John Christie est un tueur en série du type de H. H. Holmes, de Petiot ou de Landru : autrement dit, il est le designer et machiniste d’une petite usine de sexe et de mort logée derrière la façade d’un immeuble quelconque qui finit en effet par s’apparenter à la caverne d’une arachnide cavernicole.
L’horreur est là, arachnéenne. Elle est déjà là dans le visage rond et le regard bleu de John Christie dont l’affabilité retient tout signe de folie avant les ultimes relâchements du passage à l’acte (c’est déjà Anthony Hopkins à qui Richard Attenborough donnera le rôle du ventriloque schizo de Magic en 1978, c’est aussi et étonnamment Nick Frost, l’acteur anglais et complice des comédies de Simon Pegg et Edgar Wright). Mais l’horreur est ailleurs aussi, dans un immeuble vétuste qui se révèle l’antre glauque et le ventre bombé d’un homme qui s’engorge du cadavre de ses victimes.

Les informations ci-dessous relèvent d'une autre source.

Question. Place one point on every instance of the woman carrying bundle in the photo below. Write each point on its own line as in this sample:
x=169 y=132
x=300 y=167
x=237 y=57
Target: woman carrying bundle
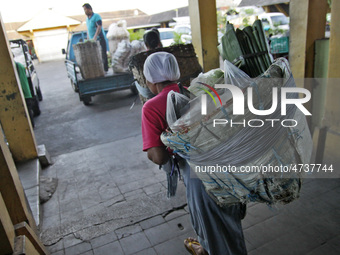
x=218 y=228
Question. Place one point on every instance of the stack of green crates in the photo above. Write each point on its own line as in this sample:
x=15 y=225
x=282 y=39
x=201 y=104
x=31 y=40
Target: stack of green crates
x=279 y=45
x=248 y=49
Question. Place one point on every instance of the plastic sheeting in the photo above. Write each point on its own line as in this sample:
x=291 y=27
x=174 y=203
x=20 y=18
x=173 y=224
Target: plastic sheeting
x=211 y=149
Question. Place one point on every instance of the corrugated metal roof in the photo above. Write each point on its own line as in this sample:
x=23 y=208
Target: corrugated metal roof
x=48 y=19
x=261 y=2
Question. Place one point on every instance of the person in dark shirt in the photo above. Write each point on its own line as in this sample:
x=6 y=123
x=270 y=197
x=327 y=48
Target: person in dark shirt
x=95 y=31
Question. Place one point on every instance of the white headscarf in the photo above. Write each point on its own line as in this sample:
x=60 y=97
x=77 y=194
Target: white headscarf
x=161 y=66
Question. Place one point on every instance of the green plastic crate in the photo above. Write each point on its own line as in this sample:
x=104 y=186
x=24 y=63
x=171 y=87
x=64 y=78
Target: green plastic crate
x=279 y=45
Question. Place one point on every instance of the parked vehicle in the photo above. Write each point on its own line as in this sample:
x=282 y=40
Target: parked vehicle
x=167 y=36
x=274 y=20
x=87 y=88
x=21 y=55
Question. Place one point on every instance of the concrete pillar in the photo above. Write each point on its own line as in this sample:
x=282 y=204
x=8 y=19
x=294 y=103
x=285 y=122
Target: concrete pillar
x=332 y=117
x=332 y=107
x=11 y=188
x=13 y=112
x=203 y=21
x=298 y=11
x=307 y=24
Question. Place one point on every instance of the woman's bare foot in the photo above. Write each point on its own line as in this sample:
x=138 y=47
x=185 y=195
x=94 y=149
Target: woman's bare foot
x=194 y=247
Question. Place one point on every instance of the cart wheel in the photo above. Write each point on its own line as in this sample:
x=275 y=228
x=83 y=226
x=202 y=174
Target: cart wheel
x=36 y=108
x=74 y=86
x=38 y=91
x=86 y=100
x=31 y=114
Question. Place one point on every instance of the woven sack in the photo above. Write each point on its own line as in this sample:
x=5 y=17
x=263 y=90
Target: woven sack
x=185 y=56
x=204 y=145
x=89 y=59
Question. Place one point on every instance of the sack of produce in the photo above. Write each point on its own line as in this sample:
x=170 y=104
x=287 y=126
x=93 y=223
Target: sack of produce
x=117 y=32
x=120 y=57
x=89 y=59
x=241 y=157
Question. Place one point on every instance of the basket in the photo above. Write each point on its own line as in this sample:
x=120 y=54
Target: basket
x=279 y=45
x=89 y=59
x=185 y=56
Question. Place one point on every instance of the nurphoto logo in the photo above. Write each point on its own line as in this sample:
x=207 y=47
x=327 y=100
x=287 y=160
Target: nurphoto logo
x=239 y=104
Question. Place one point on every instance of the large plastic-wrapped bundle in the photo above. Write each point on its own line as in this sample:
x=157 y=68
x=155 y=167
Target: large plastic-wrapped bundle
x=89 y=59
x=117 y=32
x=248 y=160
x=120 y=57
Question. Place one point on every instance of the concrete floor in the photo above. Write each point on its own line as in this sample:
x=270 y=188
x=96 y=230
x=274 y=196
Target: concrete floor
x=111 y=199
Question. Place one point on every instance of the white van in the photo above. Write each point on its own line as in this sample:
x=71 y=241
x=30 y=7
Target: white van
x=272 y=19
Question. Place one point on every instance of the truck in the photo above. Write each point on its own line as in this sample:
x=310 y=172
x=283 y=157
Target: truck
x=87 y=88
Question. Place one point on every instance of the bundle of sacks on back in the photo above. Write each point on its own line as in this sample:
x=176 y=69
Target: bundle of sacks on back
x=120 y=47
x=243 y=137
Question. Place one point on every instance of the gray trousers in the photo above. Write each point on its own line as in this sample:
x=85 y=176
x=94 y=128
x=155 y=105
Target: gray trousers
x=218 y=228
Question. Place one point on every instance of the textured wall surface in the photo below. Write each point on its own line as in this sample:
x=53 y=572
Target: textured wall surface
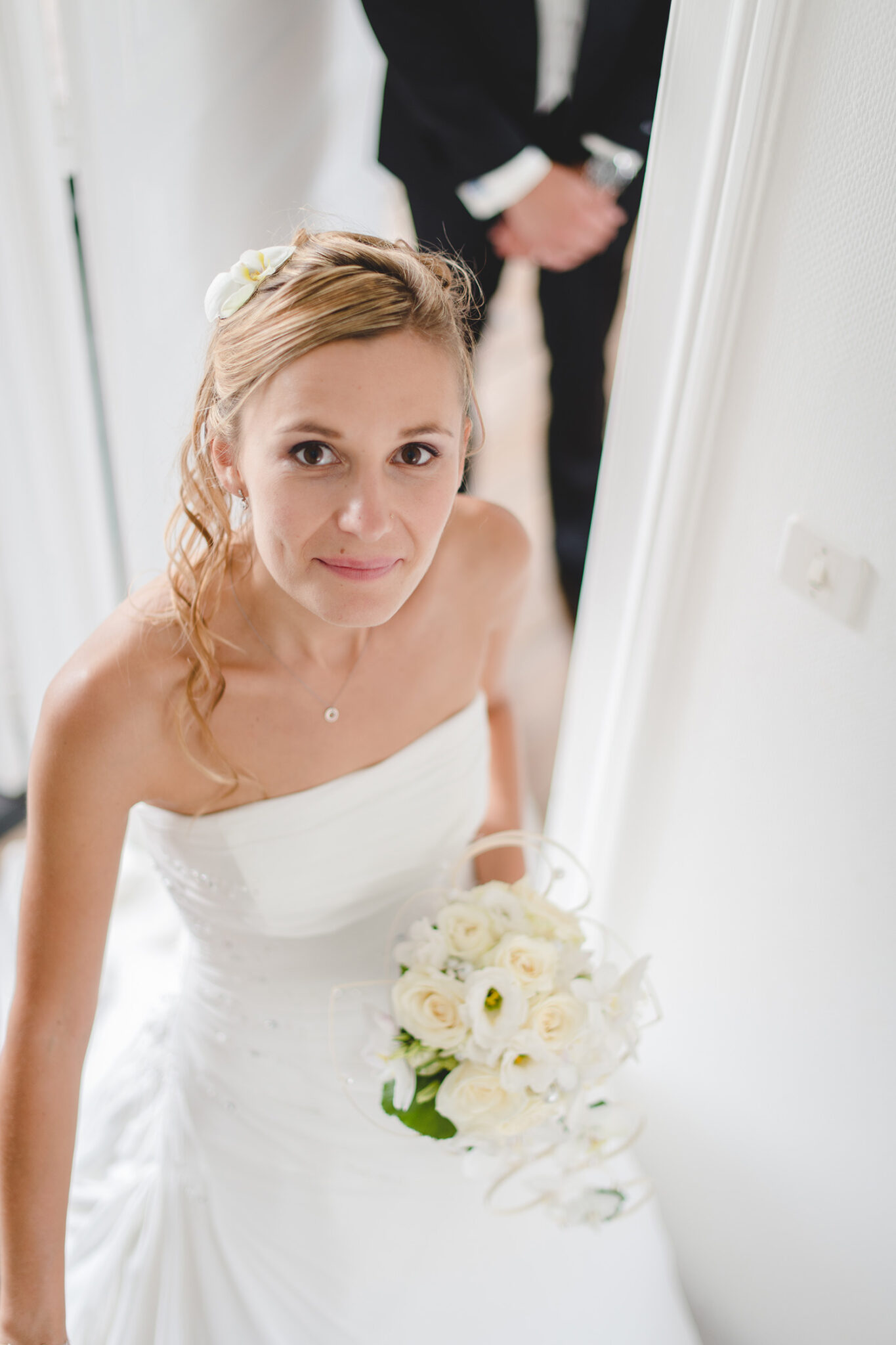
x=758 y=852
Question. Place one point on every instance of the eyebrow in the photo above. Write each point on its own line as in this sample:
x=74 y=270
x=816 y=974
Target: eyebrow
x=313 y=428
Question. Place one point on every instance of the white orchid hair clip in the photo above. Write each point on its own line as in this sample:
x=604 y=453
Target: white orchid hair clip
x=230 y=290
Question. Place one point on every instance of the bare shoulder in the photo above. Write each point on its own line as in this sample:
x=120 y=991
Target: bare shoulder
x=492 y=541
x=106 y=708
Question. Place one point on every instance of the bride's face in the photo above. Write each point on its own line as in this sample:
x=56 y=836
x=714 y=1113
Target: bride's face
x=351 y=458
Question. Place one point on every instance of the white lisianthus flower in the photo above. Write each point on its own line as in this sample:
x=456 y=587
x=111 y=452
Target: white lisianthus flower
x=613 y=1001
x=467 y=929
x=535 y=1111
x=528 y=1063
x=544 y=919
x=534 y=962
x=495 y=1006
x=558 y=1020
x=230 y=290
x=476 y=1101
x=423 y=947
x=504 y=907
x=429 y=1003
x=381 y=1051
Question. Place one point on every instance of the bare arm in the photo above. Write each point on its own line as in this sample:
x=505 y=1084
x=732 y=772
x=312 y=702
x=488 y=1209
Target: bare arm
x=505 y=810
x=79 y=791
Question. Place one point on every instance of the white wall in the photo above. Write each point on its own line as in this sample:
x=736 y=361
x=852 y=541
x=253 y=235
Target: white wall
x=740 y=821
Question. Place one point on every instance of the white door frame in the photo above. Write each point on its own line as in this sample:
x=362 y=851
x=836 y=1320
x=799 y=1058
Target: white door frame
x=715 y=121
x=58 y=575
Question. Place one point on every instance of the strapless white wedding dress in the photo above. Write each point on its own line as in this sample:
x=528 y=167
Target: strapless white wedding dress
x=226 y=1189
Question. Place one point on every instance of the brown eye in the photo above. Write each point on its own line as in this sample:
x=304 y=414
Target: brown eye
x=416 y=455
x=312 y=454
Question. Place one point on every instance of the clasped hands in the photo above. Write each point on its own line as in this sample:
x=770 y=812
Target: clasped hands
x=561 y=223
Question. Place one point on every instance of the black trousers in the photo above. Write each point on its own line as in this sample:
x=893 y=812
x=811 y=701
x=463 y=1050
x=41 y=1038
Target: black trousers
x=576 y=311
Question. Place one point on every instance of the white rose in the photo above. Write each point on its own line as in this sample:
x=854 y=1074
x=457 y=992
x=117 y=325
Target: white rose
x=467 y=929
x=558 y=1020
x=476 y=1101
x=544 y=919
x=495 y=1006
x=535 y=1111
x=427 y=1003
x=534 y=962
x=504 y=907
x=423 y=947
x=527 y=1063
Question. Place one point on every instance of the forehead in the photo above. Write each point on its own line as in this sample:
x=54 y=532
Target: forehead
x=394 y=374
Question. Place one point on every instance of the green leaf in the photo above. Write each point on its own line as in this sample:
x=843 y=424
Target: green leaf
x=436 y=1067
x=421 y=1116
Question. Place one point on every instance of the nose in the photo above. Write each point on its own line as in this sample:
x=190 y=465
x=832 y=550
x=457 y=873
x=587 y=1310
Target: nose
x=364 y=510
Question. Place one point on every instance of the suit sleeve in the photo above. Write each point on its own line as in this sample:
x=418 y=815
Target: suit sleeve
x=435 y=77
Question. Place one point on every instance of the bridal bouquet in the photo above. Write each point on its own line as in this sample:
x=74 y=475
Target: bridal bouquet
x=503 y=1033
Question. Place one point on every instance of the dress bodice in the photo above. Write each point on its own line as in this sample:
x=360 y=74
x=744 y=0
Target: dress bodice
x=312 y=862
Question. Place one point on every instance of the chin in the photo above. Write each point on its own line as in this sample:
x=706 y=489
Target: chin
x=368 y=604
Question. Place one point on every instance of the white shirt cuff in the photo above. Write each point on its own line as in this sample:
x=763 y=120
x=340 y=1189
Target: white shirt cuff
x=488 y=195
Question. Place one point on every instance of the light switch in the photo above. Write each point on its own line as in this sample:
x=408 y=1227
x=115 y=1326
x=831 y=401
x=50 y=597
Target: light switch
x=830 y=579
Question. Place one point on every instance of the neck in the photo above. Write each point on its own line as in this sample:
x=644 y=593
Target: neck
x=295 y=635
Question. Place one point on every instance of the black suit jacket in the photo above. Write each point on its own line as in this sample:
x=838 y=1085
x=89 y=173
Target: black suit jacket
x=461 y=85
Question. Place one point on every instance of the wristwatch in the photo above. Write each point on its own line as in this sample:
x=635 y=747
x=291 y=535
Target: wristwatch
x=610 y=165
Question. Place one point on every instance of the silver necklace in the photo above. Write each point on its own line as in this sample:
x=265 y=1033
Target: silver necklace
x=331 y=713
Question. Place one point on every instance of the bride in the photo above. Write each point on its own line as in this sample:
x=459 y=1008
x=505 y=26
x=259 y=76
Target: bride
x=308 y=717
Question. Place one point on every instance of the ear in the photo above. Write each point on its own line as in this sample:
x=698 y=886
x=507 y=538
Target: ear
x=222 y=460
x=465 y=444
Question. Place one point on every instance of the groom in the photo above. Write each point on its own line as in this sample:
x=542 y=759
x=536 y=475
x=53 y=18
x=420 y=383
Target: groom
x=484 y=112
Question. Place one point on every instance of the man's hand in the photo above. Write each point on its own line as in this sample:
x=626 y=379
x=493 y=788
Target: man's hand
x=559 y=223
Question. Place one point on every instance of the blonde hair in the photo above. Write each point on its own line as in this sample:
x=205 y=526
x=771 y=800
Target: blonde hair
x=335 y=286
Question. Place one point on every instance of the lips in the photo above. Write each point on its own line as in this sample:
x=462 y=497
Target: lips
x=370 y=569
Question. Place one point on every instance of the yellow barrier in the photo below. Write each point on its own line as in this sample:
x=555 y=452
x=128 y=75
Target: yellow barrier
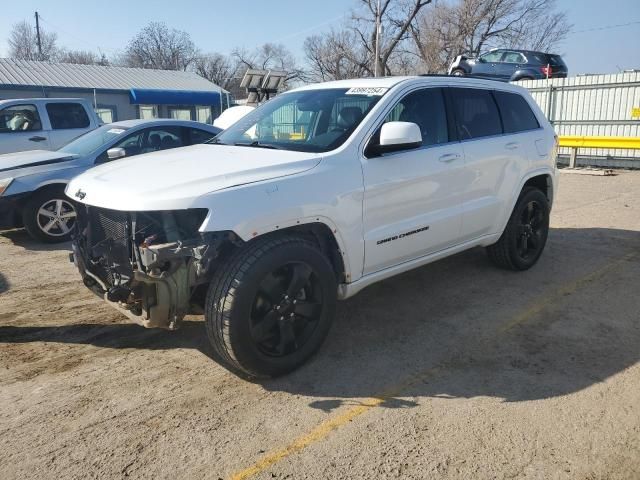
x=575 y=142
x=600 y=142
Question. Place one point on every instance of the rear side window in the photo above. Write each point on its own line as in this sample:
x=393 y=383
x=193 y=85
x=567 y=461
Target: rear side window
x=67 y=115
x=19 y=118
x=516 y=113
x=476 y=113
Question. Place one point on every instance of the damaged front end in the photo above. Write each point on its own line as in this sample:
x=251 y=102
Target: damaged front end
x=151 y=266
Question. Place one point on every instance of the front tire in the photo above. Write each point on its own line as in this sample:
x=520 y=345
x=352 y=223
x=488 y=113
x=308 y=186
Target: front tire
x=525 y=235
x=270 y=306
x=49 y=216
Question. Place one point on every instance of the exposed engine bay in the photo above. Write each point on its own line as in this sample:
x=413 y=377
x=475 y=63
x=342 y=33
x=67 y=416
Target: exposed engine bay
x=148 y=265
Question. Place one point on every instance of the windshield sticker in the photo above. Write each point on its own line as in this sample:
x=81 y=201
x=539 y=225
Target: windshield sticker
x=377 y=91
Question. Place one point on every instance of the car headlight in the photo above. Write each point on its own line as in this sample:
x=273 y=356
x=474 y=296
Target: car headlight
x=4 y=184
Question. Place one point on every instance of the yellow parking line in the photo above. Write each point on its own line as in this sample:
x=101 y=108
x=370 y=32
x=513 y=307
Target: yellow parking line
x=568 y=289
x=325 y=428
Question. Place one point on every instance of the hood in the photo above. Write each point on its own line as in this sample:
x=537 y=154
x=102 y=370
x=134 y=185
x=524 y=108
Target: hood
x=31 y=158
x=175 y=179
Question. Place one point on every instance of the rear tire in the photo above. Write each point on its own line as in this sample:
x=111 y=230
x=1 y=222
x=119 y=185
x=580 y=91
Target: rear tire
x=270 y=306
x=49 y=215
x=525 y=235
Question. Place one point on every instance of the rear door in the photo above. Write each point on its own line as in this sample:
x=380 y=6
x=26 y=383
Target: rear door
x=68 y=120
x=494 y=162
x=21 y=129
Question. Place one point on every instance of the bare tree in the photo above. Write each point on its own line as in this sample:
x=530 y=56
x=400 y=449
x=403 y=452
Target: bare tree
x=350 y=51
x=158 y=46
x=23 y=44
x=334 y=56
x=396 y=18
x=471 y=26
x=82 y=57
x=219 y=69
x=270 y=56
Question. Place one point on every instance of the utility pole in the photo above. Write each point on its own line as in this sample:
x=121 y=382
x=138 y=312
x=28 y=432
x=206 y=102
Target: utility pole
x=377 y=46
x=38 y=37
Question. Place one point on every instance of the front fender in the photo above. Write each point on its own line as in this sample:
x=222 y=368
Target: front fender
x=265 y=207
x=35 y=181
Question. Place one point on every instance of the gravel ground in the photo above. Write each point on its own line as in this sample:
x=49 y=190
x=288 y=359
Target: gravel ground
x=455 y=370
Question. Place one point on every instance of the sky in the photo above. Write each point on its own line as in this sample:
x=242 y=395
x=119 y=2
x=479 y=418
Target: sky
x=594 y=46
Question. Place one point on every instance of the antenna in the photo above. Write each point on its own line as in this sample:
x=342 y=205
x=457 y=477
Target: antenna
x=261 y=84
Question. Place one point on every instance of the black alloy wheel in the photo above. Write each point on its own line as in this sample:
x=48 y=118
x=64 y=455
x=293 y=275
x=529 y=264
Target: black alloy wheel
x=530 y=231
x=270 y=305
x=286 y=309
x=525 y=236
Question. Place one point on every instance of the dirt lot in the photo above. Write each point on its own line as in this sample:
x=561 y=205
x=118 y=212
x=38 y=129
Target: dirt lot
x=455 y=370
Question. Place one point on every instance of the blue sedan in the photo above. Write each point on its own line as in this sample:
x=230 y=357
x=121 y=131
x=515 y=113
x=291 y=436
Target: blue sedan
x=32 y=183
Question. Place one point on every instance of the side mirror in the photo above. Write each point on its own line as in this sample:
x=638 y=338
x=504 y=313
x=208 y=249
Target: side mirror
x=115 y=153
x=397 y=136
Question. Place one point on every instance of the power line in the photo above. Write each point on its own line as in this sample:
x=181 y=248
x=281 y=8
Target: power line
x=82 y=41
x=606 y=27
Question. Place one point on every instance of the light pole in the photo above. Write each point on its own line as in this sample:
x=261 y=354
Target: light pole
x=377 y=46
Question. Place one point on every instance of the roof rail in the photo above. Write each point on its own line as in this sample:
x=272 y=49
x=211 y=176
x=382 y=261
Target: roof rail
x=436 y=75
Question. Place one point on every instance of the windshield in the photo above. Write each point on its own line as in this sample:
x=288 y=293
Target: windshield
x=93 y=140
x=306 y=121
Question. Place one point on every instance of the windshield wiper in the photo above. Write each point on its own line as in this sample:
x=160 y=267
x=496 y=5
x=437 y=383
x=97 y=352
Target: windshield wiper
x=215 y=141
x=258 y=144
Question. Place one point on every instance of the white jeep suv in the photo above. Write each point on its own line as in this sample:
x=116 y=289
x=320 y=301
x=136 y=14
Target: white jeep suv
x=311 y=197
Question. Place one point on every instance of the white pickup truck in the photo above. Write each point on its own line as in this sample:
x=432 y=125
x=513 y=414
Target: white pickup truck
x=308 y=199
x=43 y=123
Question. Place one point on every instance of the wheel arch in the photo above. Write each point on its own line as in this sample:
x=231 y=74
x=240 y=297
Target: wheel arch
x=322 y=232
x=543 y=179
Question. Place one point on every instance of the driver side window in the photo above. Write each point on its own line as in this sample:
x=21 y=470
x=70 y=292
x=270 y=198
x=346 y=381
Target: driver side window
x=20 y=118
x=492 y=56
x=426 y=109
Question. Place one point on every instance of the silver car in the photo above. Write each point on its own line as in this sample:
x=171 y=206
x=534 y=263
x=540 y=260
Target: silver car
x=32 y=183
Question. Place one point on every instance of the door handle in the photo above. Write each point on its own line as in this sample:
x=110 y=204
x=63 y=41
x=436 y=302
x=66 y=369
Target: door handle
x=449 y=157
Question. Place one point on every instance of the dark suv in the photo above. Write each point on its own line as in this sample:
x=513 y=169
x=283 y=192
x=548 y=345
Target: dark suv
x=510 y=65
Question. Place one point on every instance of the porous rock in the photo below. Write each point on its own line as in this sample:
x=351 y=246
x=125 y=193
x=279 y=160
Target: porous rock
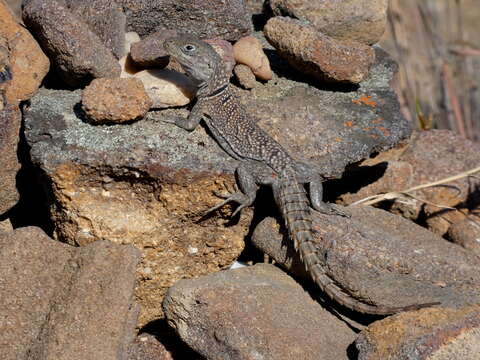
x=245 y=76
x=255 y=312
x=149 y=51
x=249 y=51
x=206 y=19
x=428 y=334
x=61 y=302
x=105 y=19
x=359 y=20
x=427 y=157
x=77 y=54
x=115 y=100
x=148 y=184
x=317 y=54
x=10 y=121
x=383 y=259
x=23 y=65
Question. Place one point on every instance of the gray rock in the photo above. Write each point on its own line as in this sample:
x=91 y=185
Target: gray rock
x=383 y=258
x=255 y=312
x=205 y=18
x=428 y=334
x=10 y=121
x=61 y=302
x=106 y=19
x=77 y=54
x=359 y=20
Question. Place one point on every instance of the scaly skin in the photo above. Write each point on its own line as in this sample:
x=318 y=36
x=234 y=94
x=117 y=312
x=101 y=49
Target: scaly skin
x=263 y=161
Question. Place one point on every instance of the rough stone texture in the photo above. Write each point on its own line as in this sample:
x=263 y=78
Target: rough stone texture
x=148 y=183
x=466 y=233
x=10 y=121
x=359 y=20
x=149 y=51
x=319 y=55
x=255 y=312
x=104 y=18
x=384 y=259
x=27 y=65
x=77 y=53
x=249 y=51
x=206 y=19
x=61 y=302
x=245 y=76
x=428 y=334
x=429 y=156
x=115 y=100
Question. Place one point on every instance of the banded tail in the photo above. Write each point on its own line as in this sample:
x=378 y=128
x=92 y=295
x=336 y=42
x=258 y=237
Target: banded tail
x=295 y=208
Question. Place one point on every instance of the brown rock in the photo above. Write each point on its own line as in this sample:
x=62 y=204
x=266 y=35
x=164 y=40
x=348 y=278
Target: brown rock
x=27 y=64
x=115 y=100
x=149 y=52
x=10 y=121
x=255 y=312
x=249 y=51
x=359 y=20
x=148 y=184
x=77 y=53
x=428 y=334
x=245 y=76
x=381 y=258
x=319 y=55
x=466 y=233
x=105 y=19
x=61 y=302
x=205 y=18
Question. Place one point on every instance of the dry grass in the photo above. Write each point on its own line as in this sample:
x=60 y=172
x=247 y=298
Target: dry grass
x=437 y=45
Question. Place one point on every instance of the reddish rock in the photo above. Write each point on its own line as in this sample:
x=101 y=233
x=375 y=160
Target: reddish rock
x=77 y=54
x=10 y=121
x=359 y=20
x=149 y=51
x=115 y=100
x=319 y=55
x=428 y=334
x=245 y=76
x=22 y=58
x=255 y=312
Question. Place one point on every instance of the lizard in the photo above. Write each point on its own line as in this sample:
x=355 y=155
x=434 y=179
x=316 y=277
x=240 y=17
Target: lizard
x=262 y=161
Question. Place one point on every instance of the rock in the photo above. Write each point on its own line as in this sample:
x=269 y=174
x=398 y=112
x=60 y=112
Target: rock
x=429 y=156
x=149 y=51
x=245 y=76
x=105 y=19
x=255 y=312
x=115 y=100
x=25 y=62
x=225 y=50
x=382 y=258
x=319 y=55
x=77 y=53
x=249 y=51
x=362 y=21
x=148 y=184
x=166 y=88
x=206 y=19
x=61 y=302
x=10 y=122
x=428 y=334
x=466 y=233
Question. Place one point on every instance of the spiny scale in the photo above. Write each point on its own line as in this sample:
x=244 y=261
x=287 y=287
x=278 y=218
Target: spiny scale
x=263 y=161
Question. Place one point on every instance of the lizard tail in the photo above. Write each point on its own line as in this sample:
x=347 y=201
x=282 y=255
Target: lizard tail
x=295 y=209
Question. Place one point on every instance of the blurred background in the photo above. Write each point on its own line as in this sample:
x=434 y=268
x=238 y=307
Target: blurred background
x=437 y=45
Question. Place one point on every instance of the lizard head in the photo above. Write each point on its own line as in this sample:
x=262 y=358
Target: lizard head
x=197 y=57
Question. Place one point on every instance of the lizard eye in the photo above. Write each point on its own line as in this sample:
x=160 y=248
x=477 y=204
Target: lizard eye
x=189 y=47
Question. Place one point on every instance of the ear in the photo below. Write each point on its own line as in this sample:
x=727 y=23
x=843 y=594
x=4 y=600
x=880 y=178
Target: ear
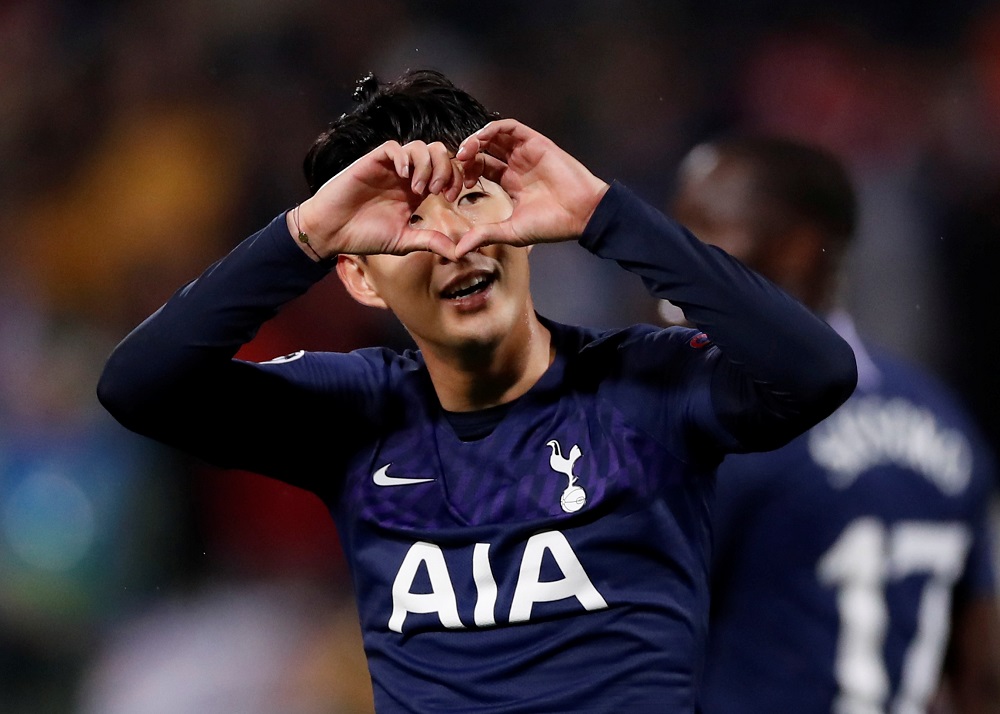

L’horreur est enfin là, dans une société qui fait toute sa place aux normopathes en préférant livrer à la vindicte publique et à la potence les faibles d’esprit, les incultes et les idiots comme Timothy Evans magnifiquement interprété par John Hurt à l’occasion de son tout premier grand rôle.
John Christie est un parasite monstrueux et imperceptible. Et le monstre est tout à fait chez lui, à son aise dans l’inhumanité de l'Angleterre de l'après-guerre, parasite obscène d'un corps social obscène. Obscène quand la société anglaise abandonne les femmes enceintes aux avorteurs clandestins et aux tueurs qui se font passer tels. Obscène quand elle abandonne ses prolétaires sous-éduqués à des charlatans et des meurtriers qui les font condamner à leur place.
John Christie est une araignée cavernicole pour autant que l’Angleterre aura été pour lui une caverne abritant la cavité de ses activités prédatrices.